Restart services (always restart dagster-code first):

sudo systemctl restart dagster-code
sudo systemctl restart dagster

Stop everything:

sudo systemctl stop dagster
sudo systemctl stop dagster-code

Check the health check timer:

systemctl list-timers dagster-healthcheck.timer

Viewing Logs

All services log to the systemd journal.

Recent logs for the daemon:

journalctl -u dagster -n 100 --no-pager

Recent logs for the code server:

journalctl -u dagster-code -n 100 --no-pager

Follow logs in real time:

journalctl -u dagster -u dagster-code -f

Health check results:

journalctl -u dagster-healthcheck -n 20 --no-pager

Health Check

The health check script (/usr/local/bin/dagster-healthcheck.sh) runs every 5 minutes via dagster-healthcheck.timer. It checks that both dagster and dagster-code are active and logs one of:

  • OK: all Dagster services running
  • UNHEALTHY: <service> is not running

The check exits with code 1 if any service is down. Failed runs are visible in the journal.

Dagster Configuration

Dagster is configured via /var/dagster/home/dagster.yaml:

storage:
  sqlite:
    base_dir: /var/dagster/home

code_server:
  grpc:
    host: 127.0.0.1
    port: 4266

telemetry:
  enabled: false
  • Storage — run metadata is stored in SQLite under /var/dagster/home.
  • Code server — the daemon connects to the gRPC server on localhost port 4266.
  • Telemetry — disabled.

There is no webserver.
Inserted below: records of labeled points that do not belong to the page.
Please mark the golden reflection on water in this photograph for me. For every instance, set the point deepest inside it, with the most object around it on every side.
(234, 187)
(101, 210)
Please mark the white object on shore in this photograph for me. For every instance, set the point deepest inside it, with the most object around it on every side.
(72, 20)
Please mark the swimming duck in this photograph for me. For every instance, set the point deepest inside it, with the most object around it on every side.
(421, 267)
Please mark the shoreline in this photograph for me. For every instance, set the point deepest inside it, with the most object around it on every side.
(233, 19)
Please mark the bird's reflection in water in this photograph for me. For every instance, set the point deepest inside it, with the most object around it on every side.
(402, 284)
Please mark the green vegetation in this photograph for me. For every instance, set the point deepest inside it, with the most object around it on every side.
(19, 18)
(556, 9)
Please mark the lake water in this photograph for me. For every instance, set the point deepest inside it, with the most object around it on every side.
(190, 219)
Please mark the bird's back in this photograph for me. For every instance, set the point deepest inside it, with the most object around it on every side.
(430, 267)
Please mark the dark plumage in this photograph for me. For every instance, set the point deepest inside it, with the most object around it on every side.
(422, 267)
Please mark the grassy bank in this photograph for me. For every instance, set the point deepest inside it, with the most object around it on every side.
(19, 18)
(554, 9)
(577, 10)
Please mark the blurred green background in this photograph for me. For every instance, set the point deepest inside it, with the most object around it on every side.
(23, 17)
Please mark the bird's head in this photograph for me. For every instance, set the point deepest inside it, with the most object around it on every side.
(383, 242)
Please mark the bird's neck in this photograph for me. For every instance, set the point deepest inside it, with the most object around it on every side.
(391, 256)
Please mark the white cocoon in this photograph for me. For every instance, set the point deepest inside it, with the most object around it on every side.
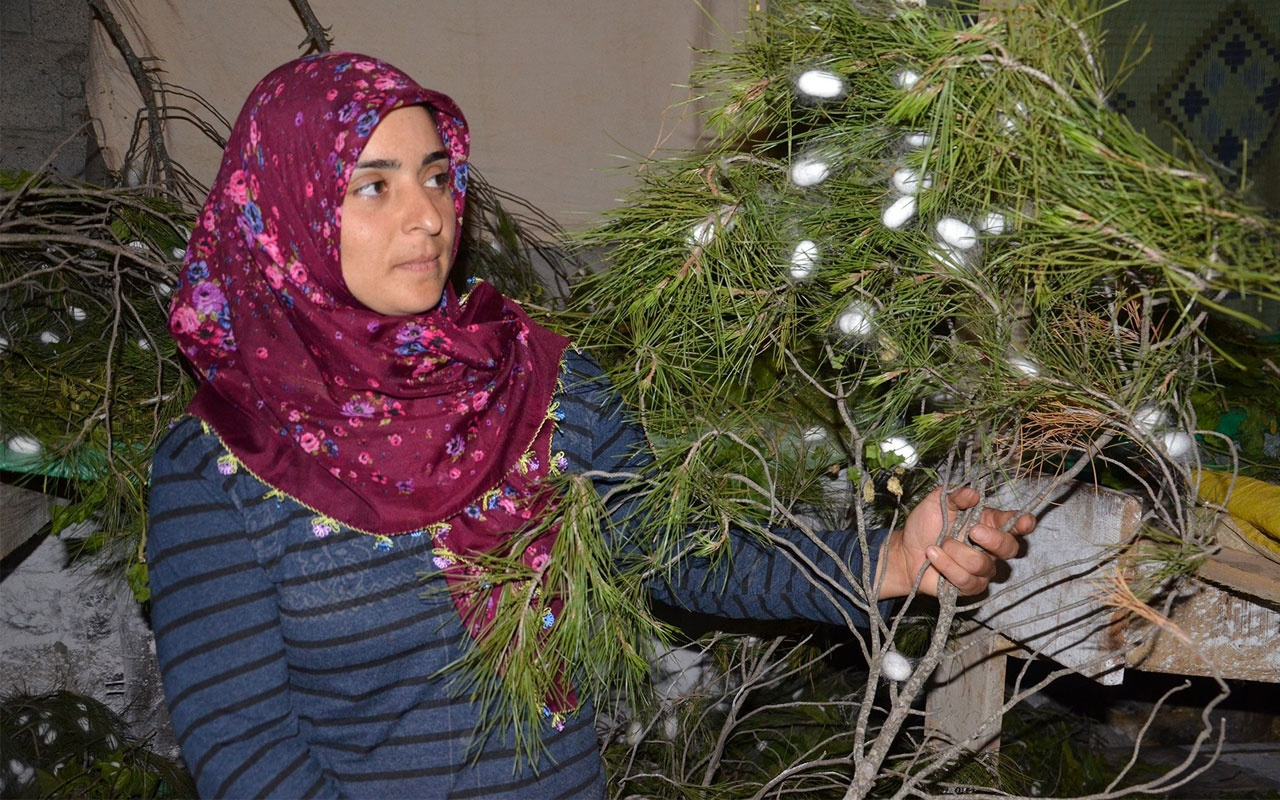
(1178, 443)
(23, 444)
(809, 172)
(956, 233)
(899, 213)
(895, 666)
(819, 83)
(855, 320)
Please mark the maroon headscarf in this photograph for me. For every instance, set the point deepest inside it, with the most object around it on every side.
(435, 423)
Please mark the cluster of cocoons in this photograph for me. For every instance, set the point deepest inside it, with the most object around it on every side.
(1153, 421)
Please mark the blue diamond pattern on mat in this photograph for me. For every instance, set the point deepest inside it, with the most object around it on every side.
(1225, 97)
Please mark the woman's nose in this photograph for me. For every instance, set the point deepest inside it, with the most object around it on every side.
(423, 213)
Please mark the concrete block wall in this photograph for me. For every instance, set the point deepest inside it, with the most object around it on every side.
(44, 53)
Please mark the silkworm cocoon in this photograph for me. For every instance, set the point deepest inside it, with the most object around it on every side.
(704, 232)
(895, 666)
(1178, 443)
(23, 444)
(804, 259)
(809, 172)
(956, 233)
(899, 213)
(909, 181)
(814, 434)
(900, 447)
(905, 78)
(821, 85)
(855, 320)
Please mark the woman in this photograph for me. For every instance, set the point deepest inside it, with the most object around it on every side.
(357, 426)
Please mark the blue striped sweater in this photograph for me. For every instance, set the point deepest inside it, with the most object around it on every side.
(298, 666)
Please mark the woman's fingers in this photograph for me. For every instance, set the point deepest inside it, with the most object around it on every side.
(964, 567)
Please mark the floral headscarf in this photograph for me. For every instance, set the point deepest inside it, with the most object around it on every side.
(435, 423)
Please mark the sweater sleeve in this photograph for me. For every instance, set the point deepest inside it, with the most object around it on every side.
(794, 577)
(218, 632)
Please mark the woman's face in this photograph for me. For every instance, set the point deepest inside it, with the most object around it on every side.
(397, 216)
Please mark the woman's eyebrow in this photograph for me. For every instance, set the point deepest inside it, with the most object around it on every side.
(439, 155)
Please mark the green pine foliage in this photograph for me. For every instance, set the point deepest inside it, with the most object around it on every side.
(920, 247)
(922, 224)
(91, 378)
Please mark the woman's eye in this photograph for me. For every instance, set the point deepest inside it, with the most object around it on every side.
(370, 190)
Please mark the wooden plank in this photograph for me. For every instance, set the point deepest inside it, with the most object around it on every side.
(1216, 631)
(1243, 572)
(1048, 603)
(967, 691)
(22, 513)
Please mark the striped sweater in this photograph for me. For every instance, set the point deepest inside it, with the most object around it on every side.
(302, 666)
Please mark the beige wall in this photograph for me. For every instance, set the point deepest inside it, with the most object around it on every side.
(558, 94)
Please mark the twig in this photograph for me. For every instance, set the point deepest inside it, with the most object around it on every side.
(155, 141)
(318, 36)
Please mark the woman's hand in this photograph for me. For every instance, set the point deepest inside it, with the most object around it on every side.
(969, 568)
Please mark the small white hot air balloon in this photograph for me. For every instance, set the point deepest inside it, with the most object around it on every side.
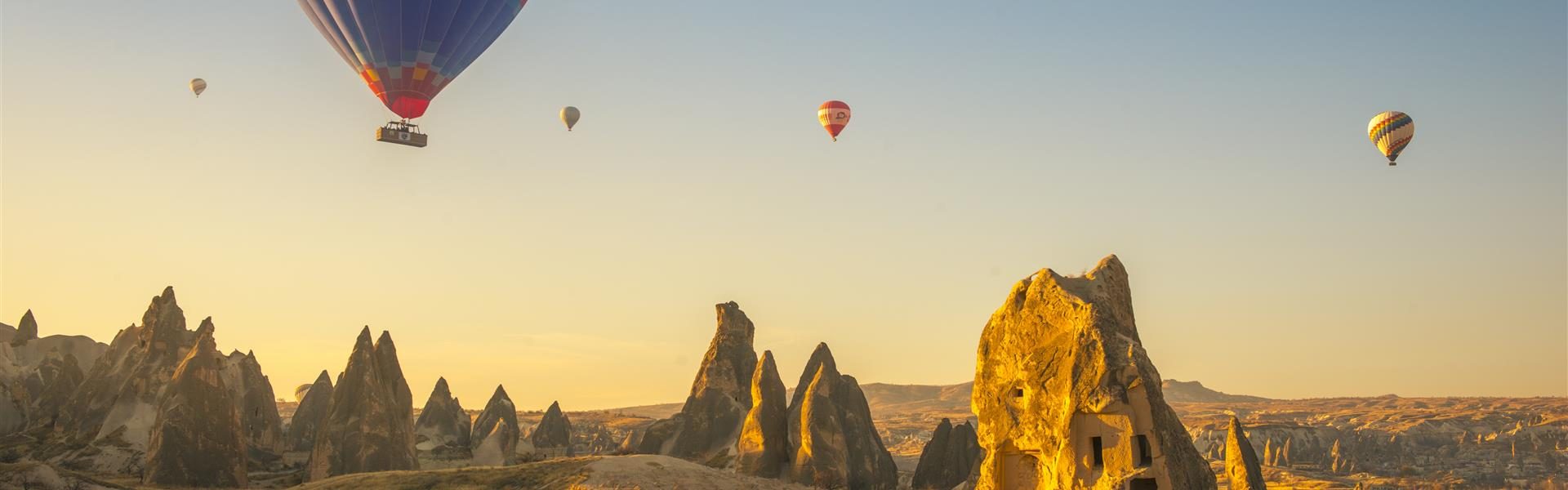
(569, 115)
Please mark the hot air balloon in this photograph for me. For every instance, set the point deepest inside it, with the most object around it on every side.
(569, 115)
(408, 51)
(833, 115)
(1392, 132)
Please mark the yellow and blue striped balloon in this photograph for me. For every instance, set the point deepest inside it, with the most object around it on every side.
(1392, 132)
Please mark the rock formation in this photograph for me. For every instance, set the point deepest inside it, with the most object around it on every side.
(57, 391)
(253, 393)
(443, 426)
(947, 457)
(310, 415)
(1067, 398)
(764, 439)
(371, 425)
(119, 396)
(833, 437)
(196, 439)
(25, 330)
(709, 423)
(554, 430)
(1241, 461)
(496, 430)
(13, 393)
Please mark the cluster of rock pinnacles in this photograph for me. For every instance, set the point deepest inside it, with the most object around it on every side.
(1063, 398)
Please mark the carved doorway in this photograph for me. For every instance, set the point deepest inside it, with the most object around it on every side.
(1019, 471)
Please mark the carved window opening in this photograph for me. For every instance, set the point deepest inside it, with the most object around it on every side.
(1145, 456)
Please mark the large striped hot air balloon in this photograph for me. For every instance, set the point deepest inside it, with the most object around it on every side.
(1392, 132)
(833, 117)
(408, 51)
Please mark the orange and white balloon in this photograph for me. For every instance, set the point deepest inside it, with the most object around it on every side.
(1392, 132)
(833, 115)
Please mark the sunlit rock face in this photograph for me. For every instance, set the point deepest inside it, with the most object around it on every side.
(57, 391)
(554, 430)
(709, 423)
(1067, 398)
(496, 430)
(119, 396)
(1241, 462)
(198, 439)
(947, 457)
(764, 437)
(443, 426)
(371, 425)
(831, 432)
(310, 415)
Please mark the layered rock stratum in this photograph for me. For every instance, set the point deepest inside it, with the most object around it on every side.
(371, 423)
(1067, 396)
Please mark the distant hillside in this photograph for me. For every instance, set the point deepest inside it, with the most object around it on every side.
(1196, 393)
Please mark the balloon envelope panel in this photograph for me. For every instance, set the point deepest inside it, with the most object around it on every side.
(1392, 132)
(408, 51)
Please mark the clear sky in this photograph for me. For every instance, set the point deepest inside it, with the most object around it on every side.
(1220, 149)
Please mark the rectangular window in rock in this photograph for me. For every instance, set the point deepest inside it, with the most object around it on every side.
(1145, 456)
(1099, 451)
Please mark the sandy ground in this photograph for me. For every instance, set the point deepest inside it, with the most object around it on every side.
(666, 473)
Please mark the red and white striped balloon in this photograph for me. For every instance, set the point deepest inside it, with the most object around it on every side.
(833, 115)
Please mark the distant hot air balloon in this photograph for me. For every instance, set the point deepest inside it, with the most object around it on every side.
(1392, 132)
(833, 115)
(569, 115)
(408, 51)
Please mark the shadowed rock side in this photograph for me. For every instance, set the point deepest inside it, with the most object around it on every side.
(838, 443)
(13, 393)
(1067, 396)
(1241, 461)
(196, 440)
(709, 423)
(764, 440)
(371, 423)
(496, 430)
(253, 393)
(57, 393)
(947, 457)
(554, 430)
(118, 399)
(25, 330)
(443, 425)
(310, 415)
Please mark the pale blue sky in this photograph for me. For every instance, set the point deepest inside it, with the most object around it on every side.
(1218, 149)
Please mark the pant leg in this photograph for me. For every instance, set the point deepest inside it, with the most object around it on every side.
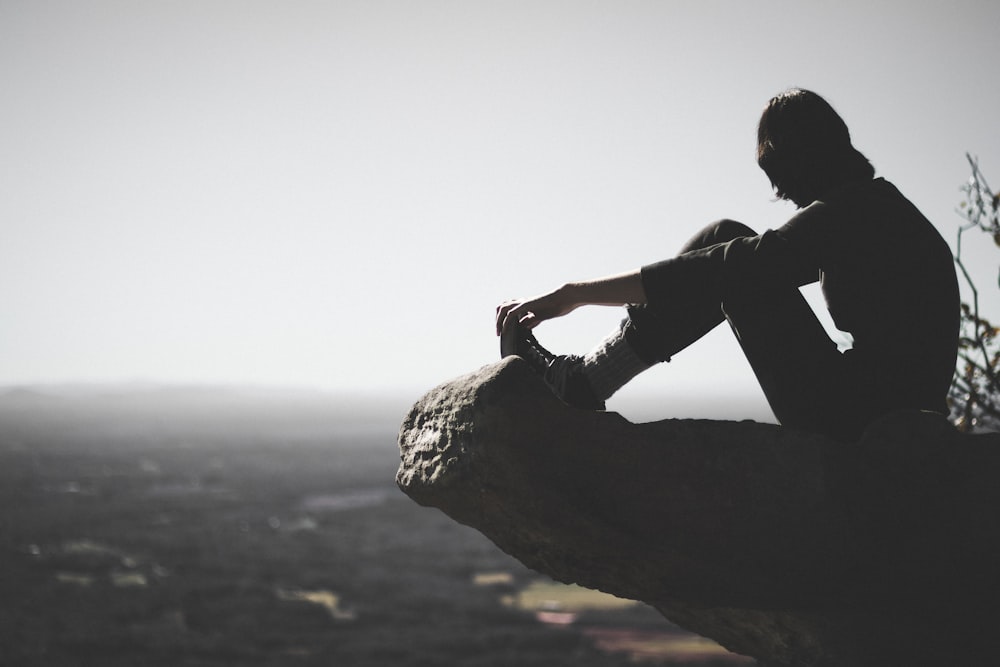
(806, 380)
(656, 335)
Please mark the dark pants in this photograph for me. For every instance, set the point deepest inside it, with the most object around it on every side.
(808, 382)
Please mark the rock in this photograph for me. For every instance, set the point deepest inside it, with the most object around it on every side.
(783, 545)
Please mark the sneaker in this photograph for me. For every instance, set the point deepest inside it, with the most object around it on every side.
(563, 373)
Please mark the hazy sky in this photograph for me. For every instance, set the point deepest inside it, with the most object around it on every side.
(337, 194)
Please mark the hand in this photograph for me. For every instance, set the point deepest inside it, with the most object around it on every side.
(532, 312)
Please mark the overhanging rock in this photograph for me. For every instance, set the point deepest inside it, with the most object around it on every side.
(786, 546)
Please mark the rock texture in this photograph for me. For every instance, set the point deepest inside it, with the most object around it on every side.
(789, 547)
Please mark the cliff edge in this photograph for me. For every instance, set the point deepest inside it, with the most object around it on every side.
(786, 546)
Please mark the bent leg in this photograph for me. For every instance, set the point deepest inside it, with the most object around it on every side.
(805, 378)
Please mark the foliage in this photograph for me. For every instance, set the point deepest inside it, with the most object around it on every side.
(975, 391)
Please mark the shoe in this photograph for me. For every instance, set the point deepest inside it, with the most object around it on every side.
(562, 373)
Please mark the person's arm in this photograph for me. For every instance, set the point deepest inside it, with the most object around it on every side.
(617, 290)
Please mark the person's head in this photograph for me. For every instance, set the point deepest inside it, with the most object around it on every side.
(805, 149)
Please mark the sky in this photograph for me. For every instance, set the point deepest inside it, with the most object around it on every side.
(337, 194)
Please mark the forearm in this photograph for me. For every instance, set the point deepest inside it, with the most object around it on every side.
(616, 290)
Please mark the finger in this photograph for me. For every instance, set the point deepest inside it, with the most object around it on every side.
(503, 312)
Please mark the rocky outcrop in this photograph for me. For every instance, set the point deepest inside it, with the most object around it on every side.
(786, 546)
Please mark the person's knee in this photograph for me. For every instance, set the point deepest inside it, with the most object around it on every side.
(720, 231)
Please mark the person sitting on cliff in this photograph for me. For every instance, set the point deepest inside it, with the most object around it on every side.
(887, 276)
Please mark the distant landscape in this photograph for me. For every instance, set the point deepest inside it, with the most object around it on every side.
(160, 526)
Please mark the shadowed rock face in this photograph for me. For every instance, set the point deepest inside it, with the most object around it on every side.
(786, 546)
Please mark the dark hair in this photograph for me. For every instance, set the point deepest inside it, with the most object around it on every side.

All interaction with Dagster is through the CLI or the daemon's scheduled runs.

Troubleshooting

A service won't start

Check the journal for error details:

journalctl -u dagster-code -n 50 --no-pager

Common causes:

  • Missing .env file — the service won't start without it. Check that /home/dagster/data-platform/.env exists and is owned by dagster.
  • Port conflict — if something else is using port 4266, dagster-code will fail. Check with ss -tlnp | grep 4266.
  • Bad dependency install — run sudo -u dagster /home/dagster/.local/bin/uv sync to reinstall.

Health check reports UNHEALTHY

SSH into the VM and check which service is down:

sudo systemctl status dagster-code dagster

Restart the failed service. If the code server is down, restart both (the daemon depends on it).

Run metadata is corrupted

Dagster stores run data in SQLite. If the database becomes corrupted:

  1. Stop both services.
  2. Back up /var/dagster/home/.
  3. Delete the SQLite files and restart. Run history will be lost but the pipeline will resume on the next schedule.